Rather than guess, measure. Collect statistics of usage (queries run), look at the engine own statistics like sys.dm_db_index_usage_stats and then you make an informed decision: the partition that bests balances data size and gives best affinity for the most often run queries will be a good candidate. Of course you'll have to compromise.
Also don't forget that partitioning is per index (where 'table' = one of the indexes), not per table, so the question is not what to partition on, but which indexes to partition or not and what partitioning function to use. Your clustered indexes on the two tables are going to be the most likely candidates obviously (not much sense to partition just a non-clustered index and not partition the clustered one) so, unless you're considering redesign of your clustered keys, the question is really what partitioning function to choose for your clustered indexes.

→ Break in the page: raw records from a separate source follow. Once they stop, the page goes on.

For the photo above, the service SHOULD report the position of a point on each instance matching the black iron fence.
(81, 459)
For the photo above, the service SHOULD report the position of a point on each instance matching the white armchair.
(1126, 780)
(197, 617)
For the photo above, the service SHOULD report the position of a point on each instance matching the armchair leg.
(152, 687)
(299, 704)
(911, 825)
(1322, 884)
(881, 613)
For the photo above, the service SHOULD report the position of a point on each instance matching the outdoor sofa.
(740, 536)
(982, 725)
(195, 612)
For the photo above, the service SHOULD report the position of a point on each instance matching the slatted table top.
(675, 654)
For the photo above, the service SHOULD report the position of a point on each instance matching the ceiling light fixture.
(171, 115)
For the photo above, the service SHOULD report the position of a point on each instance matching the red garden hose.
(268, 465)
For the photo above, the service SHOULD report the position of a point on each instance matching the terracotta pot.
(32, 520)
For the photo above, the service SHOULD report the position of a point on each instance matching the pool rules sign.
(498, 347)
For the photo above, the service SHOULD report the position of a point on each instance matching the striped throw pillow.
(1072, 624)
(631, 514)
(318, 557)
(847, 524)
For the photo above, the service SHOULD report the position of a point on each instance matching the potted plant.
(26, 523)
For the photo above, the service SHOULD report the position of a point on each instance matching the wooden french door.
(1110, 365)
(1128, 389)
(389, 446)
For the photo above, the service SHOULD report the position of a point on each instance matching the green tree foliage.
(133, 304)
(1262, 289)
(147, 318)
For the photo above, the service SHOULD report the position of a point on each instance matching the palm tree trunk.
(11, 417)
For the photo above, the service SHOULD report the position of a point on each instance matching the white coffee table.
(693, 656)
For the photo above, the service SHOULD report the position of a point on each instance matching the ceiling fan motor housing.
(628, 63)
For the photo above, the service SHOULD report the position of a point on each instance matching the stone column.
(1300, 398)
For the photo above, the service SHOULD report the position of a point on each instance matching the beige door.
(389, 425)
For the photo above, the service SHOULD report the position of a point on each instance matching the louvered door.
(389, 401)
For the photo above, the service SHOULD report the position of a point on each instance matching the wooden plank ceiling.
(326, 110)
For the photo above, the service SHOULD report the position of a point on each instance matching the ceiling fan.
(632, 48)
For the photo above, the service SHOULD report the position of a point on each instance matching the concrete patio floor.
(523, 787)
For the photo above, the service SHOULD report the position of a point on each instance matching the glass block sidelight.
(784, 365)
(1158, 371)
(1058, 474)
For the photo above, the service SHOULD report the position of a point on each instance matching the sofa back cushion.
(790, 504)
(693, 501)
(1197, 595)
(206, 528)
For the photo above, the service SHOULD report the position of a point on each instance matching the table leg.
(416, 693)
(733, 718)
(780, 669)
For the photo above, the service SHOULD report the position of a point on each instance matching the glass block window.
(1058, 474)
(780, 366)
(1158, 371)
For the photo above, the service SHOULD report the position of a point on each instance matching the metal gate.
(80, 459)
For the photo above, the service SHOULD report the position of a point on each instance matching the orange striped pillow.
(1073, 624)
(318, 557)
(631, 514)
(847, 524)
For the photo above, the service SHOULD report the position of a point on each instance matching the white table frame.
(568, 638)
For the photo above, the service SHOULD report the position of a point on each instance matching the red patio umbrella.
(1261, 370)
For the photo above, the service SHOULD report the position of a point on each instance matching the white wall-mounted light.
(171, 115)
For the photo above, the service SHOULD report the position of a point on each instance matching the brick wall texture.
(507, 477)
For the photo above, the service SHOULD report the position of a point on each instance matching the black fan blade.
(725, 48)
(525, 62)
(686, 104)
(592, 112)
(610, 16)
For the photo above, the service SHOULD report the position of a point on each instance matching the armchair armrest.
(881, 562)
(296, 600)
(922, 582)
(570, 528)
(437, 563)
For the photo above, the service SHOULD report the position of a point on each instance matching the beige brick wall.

If I'd venture a guess I'd say that for any data that accumulates over time (like 'cases' with a 'year') the most natural partition is the sliding window.
If you have no other choice you can partition by key module the number of partition tables.
Lets say that you want to partition to 10 tables.
You will define tables:
Case00
Case01
...
Case09
And partition you data by UniqueIdentifier or PrimaryKey module 10 and place each record in the corresponding table (Depending on your unique UniqueIdentifier you might need to start manual allocation of ids).
When performing a query, you will need to run same query on all tables, and use UNION to merge the result set into a single query result.
It's not as good as partitioning the tables based on some logical separation which corresponds to the expected query, but it's better then hitting the size limit of a table.
Another possible thing to look at (before partitioning) is your model.
Are you in a normalized database? Are there further steps which could improve performance by different choices in the normalization/de-/partial-normalization? Are there options to transform the data into a Kimball-style dimensional star model which is optimal for reporting/querying?
If you aren't going to drop partitions of the table (sliding window, as mentioned) or treat different partitions differently (you say any columns can be used in the query), I'm not sure what you are trying to get out of the partitioning that you won't already get out of your indexing strategy.
I'm not aware of any table limits on rows. AFAIK, the number of rows is limited only by available storage.